Green Book was the biggest crowdpleaser this year, and has emerged as the clear frontrunner in the Oscar race. The leads Viggo Mortensen and Mahershala Ali have undeniable chemistry, and Ali adds a certain immeasurable gravitas. The presence of Octavia Spencer as executive producer lends credibility to the racially charged through line. Though not as much credibility as Barry Jenkins’ James Baldwin adaptation If Beale Street Could Talk — a film that vividly captures the black experience in the 1970s with unparalleled warmth. Though the story is tragic, Jenkins’ and his D.P. James Laxton light his characters is such a romantic way that can be described as a celebration of the black body. With Moonlight and now Beale Street, Jenkins’ proves to be a pivotal voice for the African American community, among the likes of Ta-Nehisi Coates or even Baldwin himself.
The race for foreign language is on, as the only shoe-in seems to be Cuaron’s epic Roma, which is being released theatrically by Netflix. South Korea’s Burning was marvelous, and could end an Oscar dry spell for that country. Birds of Passage, from the filmmakers behind Oscar-nominated Embrace of the Serpent, is sure to make an impact with its enchanting injection of culturalism into a more conventional drug-dealing narrative. There’s also buzz for Cold War, Capernaum and Shoplifters, to name a few. While others such as Matteo Garrone’s Dogman and two-time Oscar-winner Asghar Farhadi’s Everybody Knows were less exciting. For me, the most enjoyable foreign language entry to TIFF ’18 wasmMia Hansen-Løve’s Maya. Her new film is both blissful and melancholic, much like the vibe of the French Touch music that emanates through Eden, which played the festival in 2014, and marked her first collaboration with actor Roman Kolinka, who now takes center stage. There’s a poetic beauty to Hansen-Løve’s films that is lacking from a lot of the bigger titles at Toronto, and it’s refreshing to come across a resplendent film like Maya among the smattering of loud and violent offerings.

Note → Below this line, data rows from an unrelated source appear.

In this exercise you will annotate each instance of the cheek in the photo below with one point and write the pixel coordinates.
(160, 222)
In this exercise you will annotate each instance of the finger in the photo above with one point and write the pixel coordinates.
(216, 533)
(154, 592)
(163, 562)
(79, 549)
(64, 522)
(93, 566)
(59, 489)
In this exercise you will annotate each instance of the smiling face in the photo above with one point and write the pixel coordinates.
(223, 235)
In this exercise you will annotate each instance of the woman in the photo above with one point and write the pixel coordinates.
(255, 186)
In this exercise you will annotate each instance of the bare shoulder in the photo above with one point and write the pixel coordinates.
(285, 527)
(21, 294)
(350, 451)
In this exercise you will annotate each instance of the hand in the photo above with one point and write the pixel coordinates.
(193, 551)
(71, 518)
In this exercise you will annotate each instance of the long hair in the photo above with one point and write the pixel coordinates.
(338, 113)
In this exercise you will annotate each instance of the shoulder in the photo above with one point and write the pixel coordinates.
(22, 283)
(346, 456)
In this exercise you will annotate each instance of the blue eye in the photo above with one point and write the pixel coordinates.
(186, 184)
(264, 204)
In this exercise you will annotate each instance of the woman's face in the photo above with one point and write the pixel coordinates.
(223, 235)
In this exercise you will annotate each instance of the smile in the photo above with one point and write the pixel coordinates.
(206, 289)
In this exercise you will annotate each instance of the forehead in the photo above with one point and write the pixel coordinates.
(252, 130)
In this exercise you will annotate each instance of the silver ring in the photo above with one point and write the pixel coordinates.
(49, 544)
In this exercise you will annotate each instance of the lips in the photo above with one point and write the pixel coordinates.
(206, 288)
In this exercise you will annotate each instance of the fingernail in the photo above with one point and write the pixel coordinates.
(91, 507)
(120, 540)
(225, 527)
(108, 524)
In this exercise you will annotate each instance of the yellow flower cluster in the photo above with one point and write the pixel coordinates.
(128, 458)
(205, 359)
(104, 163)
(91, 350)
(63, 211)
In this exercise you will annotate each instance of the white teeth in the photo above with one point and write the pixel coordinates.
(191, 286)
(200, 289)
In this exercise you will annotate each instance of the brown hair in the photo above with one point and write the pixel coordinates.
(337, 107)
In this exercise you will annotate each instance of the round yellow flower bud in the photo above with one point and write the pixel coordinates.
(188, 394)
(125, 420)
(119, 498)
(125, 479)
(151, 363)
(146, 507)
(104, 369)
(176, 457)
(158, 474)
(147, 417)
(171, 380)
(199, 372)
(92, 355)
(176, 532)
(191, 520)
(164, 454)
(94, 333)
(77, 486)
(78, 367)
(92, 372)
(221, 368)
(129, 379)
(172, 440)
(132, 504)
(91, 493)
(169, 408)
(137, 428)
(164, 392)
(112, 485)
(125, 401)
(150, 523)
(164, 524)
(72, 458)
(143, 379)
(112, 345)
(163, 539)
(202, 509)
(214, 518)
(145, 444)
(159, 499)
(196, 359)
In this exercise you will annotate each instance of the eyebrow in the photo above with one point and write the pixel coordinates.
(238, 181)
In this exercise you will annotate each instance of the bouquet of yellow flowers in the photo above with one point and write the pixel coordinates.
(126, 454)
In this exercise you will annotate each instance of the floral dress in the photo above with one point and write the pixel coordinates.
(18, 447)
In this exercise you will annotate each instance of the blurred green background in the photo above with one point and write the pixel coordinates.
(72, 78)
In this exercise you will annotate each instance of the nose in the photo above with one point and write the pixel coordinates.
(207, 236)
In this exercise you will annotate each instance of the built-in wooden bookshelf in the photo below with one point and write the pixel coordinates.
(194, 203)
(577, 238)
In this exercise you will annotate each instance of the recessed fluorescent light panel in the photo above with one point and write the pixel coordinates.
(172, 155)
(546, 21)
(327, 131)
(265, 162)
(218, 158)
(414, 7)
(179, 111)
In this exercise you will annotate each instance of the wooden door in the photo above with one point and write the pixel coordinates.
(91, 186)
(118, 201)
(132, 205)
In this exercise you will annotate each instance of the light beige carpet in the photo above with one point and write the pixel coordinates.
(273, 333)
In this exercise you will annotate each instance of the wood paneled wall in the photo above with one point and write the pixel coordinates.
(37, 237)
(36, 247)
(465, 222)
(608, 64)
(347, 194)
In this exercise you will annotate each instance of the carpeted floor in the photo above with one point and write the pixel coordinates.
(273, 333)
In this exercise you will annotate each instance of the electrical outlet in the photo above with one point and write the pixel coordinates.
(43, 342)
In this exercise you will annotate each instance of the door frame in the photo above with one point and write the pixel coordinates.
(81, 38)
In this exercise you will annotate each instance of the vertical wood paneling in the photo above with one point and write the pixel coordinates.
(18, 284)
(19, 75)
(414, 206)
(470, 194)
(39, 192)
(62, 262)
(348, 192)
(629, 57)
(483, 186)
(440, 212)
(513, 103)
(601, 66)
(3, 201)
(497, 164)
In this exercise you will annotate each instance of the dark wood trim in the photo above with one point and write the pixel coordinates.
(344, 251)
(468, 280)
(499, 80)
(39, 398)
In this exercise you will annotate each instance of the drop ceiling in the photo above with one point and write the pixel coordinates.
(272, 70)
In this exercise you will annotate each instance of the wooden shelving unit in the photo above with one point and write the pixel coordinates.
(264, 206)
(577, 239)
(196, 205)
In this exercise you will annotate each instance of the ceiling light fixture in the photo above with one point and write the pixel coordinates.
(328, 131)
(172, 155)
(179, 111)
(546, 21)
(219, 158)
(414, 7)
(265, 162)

On the Docu side, there were two standouts amongst the films I saw; Michael Moore’s Fahrenheit 11/9 and John Chester’s Biggest Little Farm. Both screenings had applause outbursts mid-movie, but then again so did Won’t You Be My Neighbor. It will be hard for either of these films to topple Mr. Rogers when it comes to the Documentary Oscar, but Moore has a shot with his inflammatory critique of politicians on both sides of the aisle. Biggest Little Farm may not match Moore’s urgency, but it sure is a spectacle to behold, with Earth’s life cycle on full display. As the days pass after TIFF, Awards season is in full swing and we’ll be following closely to see which titles are able to float on the current of buzz that the festival provides.